The heart of the simplified design is the expanded central processor, the “system on a chip” that combines at least five semiconductor components into a single part. On the surface, this eliminates four parts and four steps in the assembly, but the implications go deeper than that.

It is not only the extra silicon pieces that are taken away, but all the connecting components between them. That’s dozens of tiny parts that are no longer part of the assembly process.

With fewer parts that could potentially fail, the new computers are likely to be more physically stable and therefore more reliable, which may mean they last twice as long in actual use. In the long run, this reduces the demand for replacement computers and computer repairs.

Putting the digital components physically closer together allows them to process data faster. This added computing power means that a single computer can do the work of two or three computers of the previous generation of design. In a few settings, this could reduce the total number of computers in service. More broadly, for portable computers, this arrangement is more power-efficient, so that a battery last longer between charges. Reduced battery use also means that batteries last longer before requiring replacement, another factor reducing demand for repair and replacement of computers.
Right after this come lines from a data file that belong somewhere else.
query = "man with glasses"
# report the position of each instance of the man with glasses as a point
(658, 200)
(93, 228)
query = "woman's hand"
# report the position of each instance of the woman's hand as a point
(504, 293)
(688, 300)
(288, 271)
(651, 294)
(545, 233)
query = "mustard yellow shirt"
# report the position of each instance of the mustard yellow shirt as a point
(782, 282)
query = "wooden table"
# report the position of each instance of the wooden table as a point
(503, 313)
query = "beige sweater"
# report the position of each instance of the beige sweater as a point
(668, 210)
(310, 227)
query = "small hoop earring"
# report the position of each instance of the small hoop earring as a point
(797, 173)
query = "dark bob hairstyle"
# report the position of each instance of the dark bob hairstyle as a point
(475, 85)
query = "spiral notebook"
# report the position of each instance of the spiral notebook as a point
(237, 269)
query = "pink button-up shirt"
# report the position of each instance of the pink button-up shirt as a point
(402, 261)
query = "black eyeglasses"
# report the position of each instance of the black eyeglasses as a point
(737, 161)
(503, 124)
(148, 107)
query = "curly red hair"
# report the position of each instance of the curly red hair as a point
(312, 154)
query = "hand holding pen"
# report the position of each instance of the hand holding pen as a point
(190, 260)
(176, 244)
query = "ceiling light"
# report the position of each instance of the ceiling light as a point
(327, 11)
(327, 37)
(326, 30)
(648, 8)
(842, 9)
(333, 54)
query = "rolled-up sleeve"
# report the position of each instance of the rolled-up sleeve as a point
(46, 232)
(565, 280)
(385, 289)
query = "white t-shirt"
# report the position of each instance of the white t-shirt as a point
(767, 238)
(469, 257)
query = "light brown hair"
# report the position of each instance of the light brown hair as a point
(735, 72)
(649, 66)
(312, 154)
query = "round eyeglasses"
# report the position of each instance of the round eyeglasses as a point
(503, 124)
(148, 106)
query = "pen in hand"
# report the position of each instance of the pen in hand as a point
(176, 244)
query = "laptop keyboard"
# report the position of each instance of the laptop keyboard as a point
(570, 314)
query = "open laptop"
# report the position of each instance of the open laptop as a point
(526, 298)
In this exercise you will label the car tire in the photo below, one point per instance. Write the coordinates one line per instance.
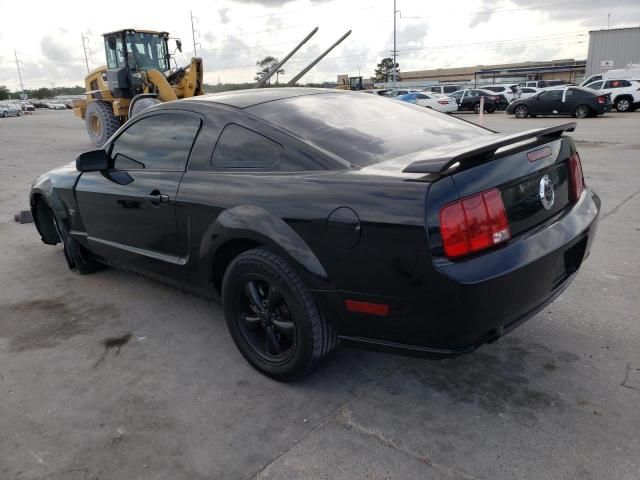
(581, 111)
(623, 104)
(521, 111)
(272, 317)
(100, 121)
(78, 258)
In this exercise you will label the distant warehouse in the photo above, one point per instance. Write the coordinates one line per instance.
(613, 49)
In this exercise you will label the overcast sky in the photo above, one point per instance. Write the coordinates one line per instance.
(233, 34)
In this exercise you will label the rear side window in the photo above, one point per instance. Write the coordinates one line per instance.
(157, 142)
(239, 147)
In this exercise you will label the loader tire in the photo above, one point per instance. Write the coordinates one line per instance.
(101, 122)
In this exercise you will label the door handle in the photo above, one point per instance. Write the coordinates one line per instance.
(156, 198)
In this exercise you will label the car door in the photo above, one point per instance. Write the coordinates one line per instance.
(129, 211)
(458, 98)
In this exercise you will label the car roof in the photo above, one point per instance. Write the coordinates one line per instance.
(254, 96)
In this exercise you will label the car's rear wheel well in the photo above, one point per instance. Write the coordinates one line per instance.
(43, 218)
(225, 254)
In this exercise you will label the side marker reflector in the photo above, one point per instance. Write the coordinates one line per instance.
(366, 307)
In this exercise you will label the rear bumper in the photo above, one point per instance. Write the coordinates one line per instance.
(463, 304)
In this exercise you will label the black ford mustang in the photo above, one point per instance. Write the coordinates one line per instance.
(320, 215)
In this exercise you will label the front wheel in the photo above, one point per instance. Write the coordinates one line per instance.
(101, 122)
(272, 317)
(521, 111)
(581, 111)
(623, 104)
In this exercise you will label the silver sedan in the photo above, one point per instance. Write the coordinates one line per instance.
(8, 110)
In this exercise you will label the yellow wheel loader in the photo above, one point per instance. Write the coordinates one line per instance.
(138, 74)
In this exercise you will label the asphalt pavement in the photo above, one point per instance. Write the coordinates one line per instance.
(114, 376)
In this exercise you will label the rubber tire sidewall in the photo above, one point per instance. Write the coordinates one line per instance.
(629, 102)
(575, 113)
(108, 121)
(298, 300)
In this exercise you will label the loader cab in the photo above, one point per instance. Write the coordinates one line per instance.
(130, 52)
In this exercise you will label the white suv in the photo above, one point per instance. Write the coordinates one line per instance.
(625, 94)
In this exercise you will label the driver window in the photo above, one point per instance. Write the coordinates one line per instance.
(156, 142)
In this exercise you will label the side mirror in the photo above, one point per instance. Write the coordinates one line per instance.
(92, 161)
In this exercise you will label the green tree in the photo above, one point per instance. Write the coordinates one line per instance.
(384, 71)
(266, 64)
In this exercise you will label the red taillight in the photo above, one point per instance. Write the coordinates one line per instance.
(474, 223)
(576, 178)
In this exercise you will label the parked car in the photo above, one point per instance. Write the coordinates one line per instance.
(542, 83)
(317, 215)
(470, 100)
(444, 89)
(507, 91)
(10, 110)
(56, 106)
(27, 106)
(577, 101)
(625, 94)
(631, 72)
(441, 104)
(526, 92)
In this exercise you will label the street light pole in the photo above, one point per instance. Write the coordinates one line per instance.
(193, 34)
(395, 53)
(19, 73)
(84, 47)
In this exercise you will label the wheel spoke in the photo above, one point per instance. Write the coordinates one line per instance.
(274, 297)
(272, 346)
(254, 295)
(286, 328)
(252, 321)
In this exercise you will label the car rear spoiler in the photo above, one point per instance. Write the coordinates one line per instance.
(484, 149)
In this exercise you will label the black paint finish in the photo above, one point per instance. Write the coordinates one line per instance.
(353, 228)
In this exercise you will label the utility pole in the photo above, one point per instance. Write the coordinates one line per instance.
(395, 52)
(84, 47)
(19, 73)
(193, 34)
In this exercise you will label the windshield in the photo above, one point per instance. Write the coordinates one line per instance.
(148, 50)
(364, 130)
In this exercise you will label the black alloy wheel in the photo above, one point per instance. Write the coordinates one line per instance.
(272, 317)
(521, 111)
(266, 320)
(582, 111)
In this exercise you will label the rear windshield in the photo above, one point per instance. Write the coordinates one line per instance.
(365, 129)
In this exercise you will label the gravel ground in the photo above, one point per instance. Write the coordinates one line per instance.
(557, 398)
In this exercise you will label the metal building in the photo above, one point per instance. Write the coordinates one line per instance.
(612, 49)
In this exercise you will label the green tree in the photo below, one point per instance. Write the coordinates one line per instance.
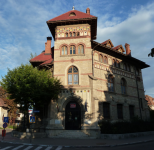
(28, 85)
(152, 53)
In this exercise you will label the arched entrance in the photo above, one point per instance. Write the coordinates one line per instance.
(72, 116)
The streamlined designs could lead to future reductions in manufacturing costs as engineers find better ways to make the expanded “system on a chip” processors.

Computer users won’t have to think very much about the changes, but at the factories, there will be a lot less work to do.

The changes could parallel the design changes in VCRs and DVD players in decades past. New designs looked almost the same on the outside, but if you opened them up, the new designs were almost empty on the inside.

With fewer units in service, longer replacement cycles, and sagging prices, the economic statistics might look like people have lost interest in computers. In truth, it will only be that computers have gotten simpler.